El desplome de la araña sobre el patio de butacas del Real es sólo un grave accidente de construcción. Lo que se alza detrás de él, sin embargo, es una larga leyenda mortal que tardará en desvanecerse. Cuando el teatro se cerró para su reforma en 1988, los responsables estaban tan seguros de su terminación para los faustos de 1992 que contrataron al director de orquesta Antoni Ros Marbá a razón de 22 millones de pesetas anuales. Desde entonces sigue cobrando sin haber empuñado la batuta. Lejos de abrirse en aquel año de celebración, lo que sucedió es que murió su arquitecto, José Manuel González Valcárcel, víctima de un infarto en el mismo lugar de las obras, sobre el escenario, y mientras mostraba sus realizaciones a los periodistas.El nuevo arquitecto encargado de la continuación, relacionado por otros trabajos con el Ministerio de Cultura, fue Francisco Partearroyo. Ahora tiene 47 años y ha dedicado los tres últimos de su vida a enfrentarse con problemas que los técnicos han calificado literalmente como "cuestiones de infarto". Las sucesivas obras y modificaciones, mezcla de materiales y previsiones retorcidas, han obligado a Parterroyo a cruzar como por una jungla de paramentos, estancias y laberintos que le han agotado ocasionalmente su imaginación durante las muchas horas que ha trabajado ante el ordenador. Todo estaba, sin embargo, gracias a la electrónica visual, en situación de ser expuesto a la prensa en unos días. Cada paso de la obra, desde la inicial complejidad a la sencillez, desde sus torreones a su cubierta calva se ilustra en las secuencias que ha compuesto en su estudio de la calle Génova.

Después de un esfuerzo que sus ayudantes llaman titánico o desesperante, la obra estaba aparentemente concluida. El estruendo de la lámpara central sobre el suelo es la campanada de lo que todavía queda por hacer y de lo que queda, si es posible por mejorar.

Francisco Partearroyo destaca ante todo en su labor el esfuerzo para dar cabida al complicado sistema de climatización del edificio, de aire lento, para soslayar los ruidos y el remate de la cubierta que engloba a buena parte de las instalaciones.

Probablemente todo lo que en el Teatro Real no verá el público es mejor que lo que está a la vista.
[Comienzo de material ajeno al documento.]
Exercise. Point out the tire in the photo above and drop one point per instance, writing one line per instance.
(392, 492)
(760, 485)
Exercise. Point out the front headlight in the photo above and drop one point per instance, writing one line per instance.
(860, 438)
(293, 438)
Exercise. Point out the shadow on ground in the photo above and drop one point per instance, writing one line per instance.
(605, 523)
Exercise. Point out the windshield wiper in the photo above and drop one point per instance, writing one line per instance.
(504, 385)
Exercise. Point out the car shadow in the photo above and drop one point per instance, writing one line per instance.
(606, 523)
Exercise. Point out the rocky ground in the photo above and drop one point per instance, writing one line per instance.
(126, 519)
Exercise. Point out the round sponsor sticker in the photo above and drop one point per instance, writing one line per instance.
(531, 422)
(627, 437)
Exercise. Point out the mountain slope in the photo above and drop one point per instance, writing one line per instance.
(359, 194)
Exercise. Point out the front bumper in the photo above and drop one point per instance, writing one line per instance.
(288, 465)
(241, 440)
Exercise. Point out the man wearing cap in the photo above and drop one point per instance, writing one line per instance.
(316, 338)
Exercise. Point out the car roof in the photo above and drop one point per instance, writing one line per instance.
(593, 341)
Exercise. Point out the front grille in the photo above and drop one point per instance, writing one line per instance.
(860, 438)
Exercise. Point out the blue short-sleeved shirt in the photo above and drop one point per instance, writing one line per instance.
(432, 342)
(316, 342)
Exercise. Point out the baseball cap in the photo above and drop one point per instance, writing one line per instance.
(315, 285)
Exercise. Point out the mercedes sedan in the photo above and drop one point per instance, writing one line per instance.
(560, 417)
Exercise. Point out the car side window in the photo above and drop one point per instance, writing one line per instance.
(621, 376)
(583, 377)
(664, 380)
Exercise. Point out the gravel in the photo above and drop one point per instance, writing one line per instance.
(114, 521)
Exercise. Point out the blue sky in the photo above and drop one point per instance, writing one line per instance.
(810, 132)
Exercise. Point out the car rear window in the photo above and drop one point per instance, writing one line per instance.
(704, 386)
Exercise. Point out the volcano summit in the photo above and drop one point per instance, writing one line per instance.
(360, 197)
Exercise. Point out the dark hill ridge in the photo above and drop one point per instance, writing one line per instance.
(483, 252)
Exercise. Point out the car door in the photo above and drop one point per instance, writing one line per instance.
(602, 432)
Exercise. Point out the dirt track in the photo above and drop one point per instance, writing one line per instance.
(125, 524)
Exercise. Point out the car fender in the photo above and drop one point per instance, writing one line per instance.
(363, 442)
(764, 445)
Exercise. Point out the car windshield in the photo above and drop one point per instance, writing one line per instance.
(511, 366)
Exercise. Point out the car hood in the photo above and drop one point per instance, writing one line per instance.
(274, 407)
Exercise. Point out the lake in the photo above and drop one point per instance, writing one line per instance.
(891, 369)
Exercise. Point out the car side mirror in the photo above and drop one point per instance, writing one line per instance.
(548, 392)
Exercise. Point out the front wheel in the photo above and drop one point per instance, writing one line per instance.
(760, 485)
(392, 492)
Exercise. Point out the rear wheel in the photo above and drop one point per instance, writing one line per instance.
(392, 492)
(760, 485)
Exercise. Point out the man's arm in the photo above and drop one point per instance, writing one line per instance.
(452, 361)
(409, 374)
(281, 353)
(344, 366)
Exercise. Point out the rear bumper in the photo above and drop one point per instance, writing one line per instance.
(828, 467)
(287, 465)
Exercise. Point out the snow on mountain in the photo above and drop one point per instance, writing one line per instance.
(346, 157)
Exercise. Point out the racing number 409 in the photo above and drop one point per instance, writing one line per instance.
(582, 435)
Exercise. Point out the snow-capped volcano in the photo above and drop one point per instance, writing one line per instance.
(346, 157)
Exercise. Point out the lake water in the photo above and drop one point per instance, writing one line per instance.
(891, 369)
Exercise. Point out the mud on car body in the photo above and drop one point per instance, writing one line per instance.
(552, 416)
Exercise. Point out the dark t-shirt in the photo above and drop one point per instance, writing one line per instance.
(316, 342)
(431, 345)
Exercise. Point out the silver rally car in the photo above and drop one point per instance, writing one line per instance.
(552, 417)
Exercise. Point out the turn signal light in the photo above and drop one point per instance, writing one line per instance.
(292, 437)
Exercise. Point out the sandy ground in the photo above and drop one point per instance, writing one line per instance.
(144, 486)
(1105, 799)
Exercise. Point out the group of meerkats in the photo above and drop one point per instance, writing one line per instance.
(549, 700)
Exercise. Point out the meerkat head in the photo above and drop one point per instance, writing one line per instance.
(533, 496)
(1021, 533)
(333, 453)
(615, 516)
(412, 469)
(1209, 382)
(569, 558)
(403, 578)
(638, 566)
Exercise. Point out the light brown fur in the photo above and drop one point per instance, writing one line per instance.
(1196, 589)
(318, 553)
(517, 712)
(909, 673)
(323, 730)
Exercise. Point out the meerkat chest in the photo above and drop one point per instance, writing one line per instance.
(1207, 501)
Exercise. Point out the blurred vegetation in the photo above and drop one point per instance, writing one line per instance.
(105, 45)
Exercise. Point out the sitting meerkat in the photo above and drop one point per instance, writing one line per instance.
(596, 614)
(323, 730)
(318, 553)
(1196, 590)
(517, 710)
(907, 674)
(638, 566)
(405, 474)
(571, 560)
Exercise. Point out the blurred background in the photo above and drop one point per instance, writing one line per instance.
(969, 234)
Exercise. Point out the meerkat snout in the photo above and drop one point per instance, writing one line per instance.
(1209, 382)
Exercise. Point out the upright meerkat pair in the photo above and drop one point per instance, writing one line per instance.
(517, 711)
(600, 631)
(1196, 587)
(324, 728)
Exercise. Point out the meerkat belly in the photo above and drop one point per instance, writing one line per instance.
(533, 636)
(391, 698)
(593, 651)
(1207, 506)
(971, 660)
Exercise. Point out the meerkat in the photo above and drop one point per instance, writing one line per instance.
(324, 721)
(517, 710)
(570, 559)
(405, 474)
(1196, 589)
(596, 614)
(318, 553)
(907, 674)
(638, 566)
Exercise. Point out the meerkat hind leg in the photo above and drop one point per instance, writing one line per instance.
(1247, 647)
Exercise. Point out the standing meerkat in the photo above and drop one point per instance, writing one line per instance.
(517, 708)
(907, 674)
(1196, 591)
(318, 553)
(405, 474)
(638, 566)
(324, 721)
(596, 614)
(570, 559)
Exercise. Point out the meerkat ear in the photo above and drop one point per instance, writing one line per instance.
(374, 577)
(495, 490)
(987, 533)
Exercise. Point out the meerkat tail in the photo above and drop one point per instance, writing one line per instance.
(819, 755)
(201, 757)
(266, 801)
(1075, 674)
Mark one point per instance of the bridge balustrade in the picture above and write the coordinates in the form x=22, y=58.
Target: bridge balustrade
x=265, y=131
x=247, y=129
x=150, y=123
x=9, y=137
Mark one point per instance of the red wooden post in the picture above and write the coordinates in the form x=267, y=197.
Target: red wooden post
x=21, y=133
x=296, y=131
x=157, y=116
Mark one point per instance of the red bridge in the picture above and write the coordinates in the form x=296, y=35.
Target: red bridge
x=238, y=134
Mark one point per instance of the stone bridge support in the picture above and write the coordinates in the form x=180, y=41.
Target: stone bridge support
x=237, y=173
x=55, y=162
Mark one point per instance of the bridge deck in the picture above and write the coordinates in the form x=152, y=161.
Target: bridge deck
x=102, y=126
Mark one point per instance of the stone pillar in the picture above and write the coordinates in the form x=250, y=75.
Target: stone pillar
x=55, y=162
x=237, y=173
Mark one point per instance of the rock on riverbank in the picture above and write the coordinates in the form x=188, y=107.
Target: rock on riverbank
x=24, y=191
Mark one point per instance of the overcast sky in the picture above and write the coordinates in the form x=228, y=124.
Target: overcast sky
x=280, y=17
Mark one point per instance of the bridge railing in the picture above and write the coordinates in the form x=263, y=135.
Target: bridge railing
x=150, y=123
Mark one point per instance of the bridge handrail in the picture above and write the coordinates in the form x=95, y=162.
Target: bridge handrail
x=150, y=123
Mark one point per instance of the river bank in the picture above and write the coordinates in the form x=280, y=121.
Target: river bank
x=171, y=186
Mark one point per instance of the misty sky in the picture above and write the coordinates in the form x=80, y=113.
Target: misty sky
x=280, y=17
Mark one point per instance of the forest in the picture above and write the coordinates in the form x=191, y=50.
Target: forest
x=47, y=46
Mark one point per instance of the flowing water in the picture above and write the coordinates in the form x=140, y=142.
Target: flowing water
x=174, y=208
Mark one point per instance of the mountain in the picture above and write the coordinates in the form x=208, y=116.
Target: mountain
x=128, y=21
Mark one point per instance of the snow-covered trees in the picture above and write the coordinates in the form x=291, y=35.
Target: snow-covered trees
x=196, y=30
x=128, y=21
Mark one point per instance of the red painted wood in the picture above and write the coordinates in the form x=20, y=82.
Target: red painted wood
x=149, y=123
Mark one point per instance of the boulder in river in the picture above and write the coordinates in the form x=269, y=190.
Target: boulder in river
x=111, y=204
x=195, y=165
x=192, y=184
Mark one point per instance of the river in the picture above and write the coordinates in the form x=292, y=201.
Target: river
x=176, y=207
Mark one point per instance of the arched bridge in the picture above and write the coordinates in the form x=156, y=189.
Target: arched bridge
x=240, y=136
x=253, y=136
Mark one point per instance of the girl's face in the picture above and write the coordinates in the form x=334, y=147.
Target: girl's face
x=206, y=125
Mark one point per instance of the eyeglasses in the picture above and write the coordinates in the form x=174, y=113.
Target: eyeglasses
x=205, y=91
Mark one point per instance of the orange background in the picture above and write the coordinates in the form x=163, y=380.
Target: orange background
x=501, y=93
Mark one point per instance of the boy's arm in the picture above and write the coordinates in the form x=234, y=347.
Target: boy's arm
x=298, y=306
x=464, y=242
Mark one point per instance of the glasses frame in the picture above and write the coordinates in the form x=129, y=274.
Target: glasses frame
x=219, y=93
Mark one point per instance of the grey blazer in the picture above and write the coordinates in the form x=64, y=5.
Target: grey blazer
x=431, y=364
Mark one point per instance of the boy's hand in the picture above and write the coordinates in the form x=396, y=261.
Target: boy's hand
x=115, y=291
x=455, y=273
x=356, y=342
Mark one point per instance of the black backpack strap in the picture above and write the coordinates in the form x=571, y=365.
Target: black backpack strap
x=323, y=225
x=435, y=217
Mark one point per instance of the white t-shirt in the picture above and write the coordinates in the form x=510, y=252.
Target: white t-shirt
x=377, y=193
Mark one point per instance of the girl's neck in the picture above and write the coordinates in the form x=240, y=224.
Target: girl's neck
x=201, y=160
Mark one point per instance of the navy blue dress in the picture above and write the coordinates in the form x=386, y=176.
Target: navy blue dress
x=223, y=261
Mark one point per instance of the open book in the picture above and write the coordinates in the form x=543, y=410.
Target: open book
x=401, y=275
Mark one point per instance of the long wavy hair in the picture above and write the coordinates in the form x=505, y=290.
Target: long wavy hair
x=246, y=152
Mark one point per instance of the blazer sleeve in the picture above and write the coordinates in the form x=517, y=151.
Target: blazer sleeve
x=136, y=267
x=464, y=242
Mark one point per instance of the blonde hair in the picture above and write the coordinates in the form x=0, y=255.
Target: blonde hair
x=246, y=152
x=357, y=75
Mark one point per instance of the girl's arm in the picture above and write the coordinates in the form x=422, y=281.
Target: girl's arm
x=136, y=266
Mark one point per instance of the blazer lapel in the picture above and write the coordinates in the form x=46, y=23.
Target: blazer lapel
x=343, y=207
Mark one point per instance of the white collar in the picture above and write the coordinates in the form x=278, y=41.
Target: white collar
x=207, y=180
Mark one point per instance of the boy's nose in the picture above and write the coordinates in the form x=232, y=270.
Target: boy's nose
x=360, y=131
Es arquitectónicamente mejor la ocultación de la desbordante cantidad de conducciones que las soluciones en los foyers o las estancias de reposo. Son mejores las habitaciones de ensayo de orquesta, las bellísimas piezas para los ejercicios de danza -acaso las mayores de Europa- que la sala donde se ha estrellado la lámpara sobre el vacío de las butacas bermellón.

Es desde luego incomparablemente más atractiva la parte bruta de la reforma, el lugar por donde discurren los obreros y no se diga ya por donde se esconden los actores -con un escenario donde cabe desde el foso al techo el edificio de Telefónica- que el atrio para el público. En ese lugar, de planta ovalada rodeado de columnas toscanas, revestidas de cedro entintado, el arquitecto ha querido representar una corrala donde se contempla a los ilustres asistentes desde las balconadas.

Efectivamente todos se ven y no es esto lo que falla. El error radica en que ese espacio no dignifica y recuerda, muy al estilo de las decoraciones de bar en Canillejas, la falta de clase y presupuesto.

Ya se sabe que con el Teatro Real se ha gastado mucho, unos 20.000 millones de pesetas, cuatro veces más de lo calculado y, actualmente, más de todo el presupuesto anual del Ministerio de Cultura. Pero ya sea por que han intervenido muchas manos, desde arquitectos a ministros, el caso es que se entra en el hall y se piensa que no es para tanto. Ni el mármol imperial de color carmelitano, ni la piedra caliza de Colmenar invitan al sueño. Incluso si con la vista se alcanzan los arcos semicegados del último piso puede creerse que lo han despacho con premura. Probablemente no es así, pero a la obra le ha sobrado tanto tiempo como le ha faltado reposo. La lámpara se ha descolgado de un techo azul oscuro que copia a medias la idea del negro absoluto en el teatro de Jean Nouvel en Lyon y las plateas conservan un ornamento de oropel barroco ante el palco real como caja de zapatos. Demasiado trabajo, demasiada confusión, mucha presión para los hombros de un arquitecto que ha entregado lo mejor de sí mismo sin que haya sido lo mejor para un Teatro Real al que, sin estrenar, empiezan a caérsele los colgajos.